The issue with creating variables about how the product is used and then trying to fit / map your research data to these variables is that you may be skewing / projecting bias as to how you think a product is being used and not letting the research data "speak for itself". As you've collected all your research data (and I'm not sure how you've conducted your research process so I'll make some assumptions), the following is the approach that I'd be taking.
Identifying roles
This step should have already been done during your user research phase when identifying what people you wanted to survey and interview, but I'll reiterate as it helps explain the next step. It's important to identify the external and/or internal stakeholders' roles that will be using the product as it will help begin the segmentation process. For example, you wouldn't want to be comparing the research data for an internal customer support staff member against an external customer as there uses of the product will be substantially different.
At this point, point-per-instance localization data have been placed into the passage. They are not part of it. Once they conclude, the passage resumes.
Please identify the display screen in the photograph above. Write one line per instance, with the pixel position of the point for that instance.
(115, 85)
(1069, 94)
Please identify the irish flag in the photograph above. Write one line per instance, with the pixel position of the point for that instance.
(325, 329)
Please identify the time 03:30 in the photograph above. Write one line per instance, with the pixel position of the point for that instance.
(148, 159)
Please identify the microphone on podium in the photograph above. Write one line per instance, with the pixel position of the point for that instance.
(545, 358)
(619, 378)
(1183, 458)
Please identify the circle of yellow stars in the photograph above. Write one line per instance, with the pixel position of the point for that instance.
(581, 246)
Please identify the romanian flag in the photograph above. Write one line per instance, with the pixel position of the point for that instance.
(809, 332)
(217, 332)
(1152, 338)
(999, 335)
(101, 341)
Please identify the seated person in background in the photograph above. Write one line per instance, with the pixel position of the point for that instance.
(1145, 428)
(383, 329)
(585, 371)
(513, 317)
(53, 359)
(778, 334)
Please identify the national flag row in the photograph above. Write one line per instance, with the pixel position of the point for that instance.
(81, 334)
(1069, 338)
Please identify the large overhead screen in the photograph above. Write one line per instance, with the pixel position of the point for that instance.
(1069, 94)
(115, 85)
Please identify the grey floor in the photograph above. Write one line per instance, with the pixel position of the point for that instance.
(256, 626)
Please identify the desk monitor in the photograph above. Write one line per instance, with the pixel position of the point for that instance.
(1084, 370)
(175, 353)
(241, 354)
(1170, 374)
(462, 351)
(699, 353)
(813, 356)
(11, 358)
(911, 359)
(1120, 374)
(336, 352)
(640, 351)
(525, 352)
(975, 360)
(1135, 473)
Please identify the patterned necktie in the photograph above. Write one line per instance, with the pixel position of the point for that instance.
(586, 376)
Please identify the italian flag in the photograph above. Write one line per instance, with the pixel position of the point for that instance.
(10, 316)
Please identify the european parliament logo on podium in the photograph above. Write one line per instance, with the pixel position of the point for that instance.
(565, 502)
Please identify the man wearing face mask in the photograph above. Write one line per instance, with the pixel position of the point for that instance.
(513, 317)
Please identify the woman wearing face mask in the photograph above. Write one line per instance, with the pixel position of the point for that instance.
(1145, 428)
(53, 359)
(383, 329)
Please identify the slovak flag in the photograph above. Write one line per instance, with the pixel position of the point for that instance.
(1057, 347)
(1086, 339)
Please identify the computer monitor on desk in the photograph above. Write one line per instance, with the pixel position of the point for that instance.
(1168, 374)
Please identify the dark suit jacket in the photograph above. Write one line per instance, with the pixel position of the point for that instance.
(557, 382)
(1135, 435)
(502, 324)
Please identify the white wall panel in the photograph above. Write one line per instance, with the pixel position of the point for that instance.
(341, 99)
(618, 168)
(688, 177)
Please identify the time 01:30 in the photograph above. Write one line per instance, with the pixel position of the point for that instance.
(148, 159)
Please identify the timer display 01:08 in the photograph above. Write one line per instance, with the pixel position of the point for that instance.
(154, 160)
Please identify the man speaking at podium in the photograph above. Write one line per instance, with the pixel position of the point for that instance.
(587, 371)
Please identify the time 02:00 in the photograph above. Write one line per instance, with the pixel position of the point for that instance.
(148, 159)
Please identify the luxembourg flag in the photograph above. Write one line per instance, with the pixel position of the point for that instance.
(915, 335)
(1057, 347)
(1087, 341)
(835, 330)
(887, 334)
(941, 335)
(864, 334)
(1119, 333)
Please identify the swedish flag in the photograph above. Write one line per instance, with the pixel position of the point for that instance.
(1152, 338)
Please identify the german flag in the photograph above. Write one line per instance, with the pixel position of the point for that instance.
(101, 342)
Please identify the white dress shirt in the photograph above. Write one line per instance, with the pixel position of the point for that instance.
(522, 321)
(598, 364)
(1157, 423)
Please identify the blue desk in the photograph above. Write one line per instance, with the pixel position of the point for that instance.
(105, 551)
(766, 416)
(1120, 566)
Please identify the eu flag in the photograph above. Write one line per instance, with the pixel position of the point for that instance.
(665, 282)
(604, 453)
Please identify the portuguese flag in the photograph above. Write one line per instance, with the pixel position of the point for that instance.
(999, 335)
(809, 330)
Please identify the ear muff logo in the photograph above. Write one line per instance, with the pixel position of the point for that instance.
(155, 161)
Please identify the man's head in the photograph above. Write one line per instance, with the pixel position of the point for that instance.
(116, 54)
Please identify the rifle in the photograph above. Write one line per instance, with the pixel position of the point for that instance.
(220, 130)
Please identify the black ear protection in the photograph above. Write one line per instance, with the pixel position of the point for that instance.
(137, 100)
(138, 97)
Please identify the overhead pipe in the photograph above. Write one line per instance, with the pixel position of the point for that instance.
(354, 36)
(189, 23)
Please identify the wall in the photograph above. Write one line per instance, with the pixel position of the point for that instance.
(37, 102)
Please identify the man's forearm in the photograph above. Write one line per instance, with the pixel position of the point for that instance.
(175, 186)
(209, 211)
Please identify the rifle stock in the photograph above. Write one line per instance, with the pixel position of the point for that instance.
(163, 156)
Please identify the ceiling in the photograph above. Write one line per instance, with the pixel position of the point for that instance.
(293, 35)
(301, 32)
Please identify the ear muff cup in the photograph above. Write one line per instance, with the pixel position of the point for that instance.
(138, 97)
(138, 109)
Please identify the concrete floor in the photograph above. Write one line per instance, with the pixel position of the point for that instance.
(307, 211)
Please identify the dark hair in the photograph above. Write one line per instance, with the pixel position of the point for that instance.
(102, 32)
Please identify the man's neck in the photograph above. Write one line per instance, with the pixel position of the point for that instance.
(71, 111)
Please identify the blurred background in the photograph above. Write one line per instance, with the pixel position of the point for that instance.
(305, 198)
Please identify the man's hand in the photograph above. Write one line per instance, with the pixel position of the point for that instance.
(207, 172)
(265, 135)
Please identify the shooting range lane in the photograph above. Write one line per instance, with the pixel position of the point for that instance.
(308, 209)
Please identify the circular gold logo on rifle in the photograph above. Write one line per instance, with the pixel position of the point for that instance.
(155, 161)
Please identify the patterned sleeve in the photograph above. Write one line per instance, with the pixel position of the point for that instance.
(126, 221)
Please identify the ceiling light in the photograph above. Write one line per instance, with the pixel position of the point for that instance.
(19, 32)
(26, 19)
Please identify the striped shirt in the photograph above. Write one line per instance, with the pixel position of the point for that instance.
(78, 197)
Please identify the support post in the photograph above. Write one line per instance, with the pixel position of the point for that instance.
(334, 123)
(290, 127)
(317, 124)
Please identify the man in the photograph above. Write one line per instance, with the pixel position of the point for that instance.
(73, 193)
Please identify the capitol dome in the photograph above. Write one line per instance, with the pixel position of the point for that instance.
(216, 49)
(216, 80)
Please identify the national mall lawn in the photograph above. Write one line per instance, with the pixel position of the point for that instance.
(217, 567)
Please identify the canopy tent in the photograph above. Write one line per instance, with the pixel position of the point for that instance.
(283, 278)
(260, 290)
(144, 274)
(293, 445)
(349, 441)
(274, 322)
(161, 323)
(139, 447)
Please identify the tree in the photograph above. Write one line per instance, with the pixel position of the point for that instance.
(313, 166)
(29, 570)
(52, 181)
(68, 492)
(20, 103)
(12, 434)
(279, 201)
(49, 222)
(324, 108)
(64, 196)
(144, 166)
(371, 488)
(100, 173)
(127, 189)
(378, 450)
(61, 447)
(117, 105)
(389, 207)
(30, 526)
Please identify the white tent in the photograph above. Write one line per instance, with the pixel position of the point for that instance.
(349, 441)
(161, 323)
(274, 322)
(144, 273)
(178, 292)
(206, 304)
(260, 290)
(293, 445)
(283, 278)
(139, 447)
Identify patterns for each role in the research data collected
The next step is to start identifying patterns for each role in the user research data collected. Though there are different techniques available for identifying patterns, I'd recommend going through the following process:
- Identify traits (such as behaviour, attitude, demographic, goals) from the user research you conducted. I'd recommend going no fewer than 7 but no more than 20. Examples of traits could include the time they use the product, how old the user is, how they feel when an error occurs with the product etc.
- Once you have identified these traits, the next step is to put the trait on a spectrum (similar to a Likert Scale). If the trait can't be put on a spectrum, an acceptable fallback is to make the trait into a multi-choice question. An example of putting a trait on a spectrum could be the time of day they use the product e.g. morning, midday, afternoon, night.
- Once these traits have been put on a spectrum / made multi-choice, the next step is to put each of the users on each trait spectrum based on the user research you gathered. Pending on how you've structured your surveys and line of questioning, this process can be done pretty quickly.
- As you are starting to put these users on the trait spectrums you've made, you'll begin to notice patterns are forming e.g. John, James and Julie both use the product at night, are around 40 years of age and like to talk to support staff when facing an issue. In this example, you would classify John, James and Julie as one persona due to the strong pattern of traits they possess (they won't always be identical and this is ok).
For further reading on creating personas, I'd recommend having a read of this Smashing Magazine article and the Fluid Project website as it really helped me to learn about the process of defining personas.
If you have any additional questions please feel free to ask.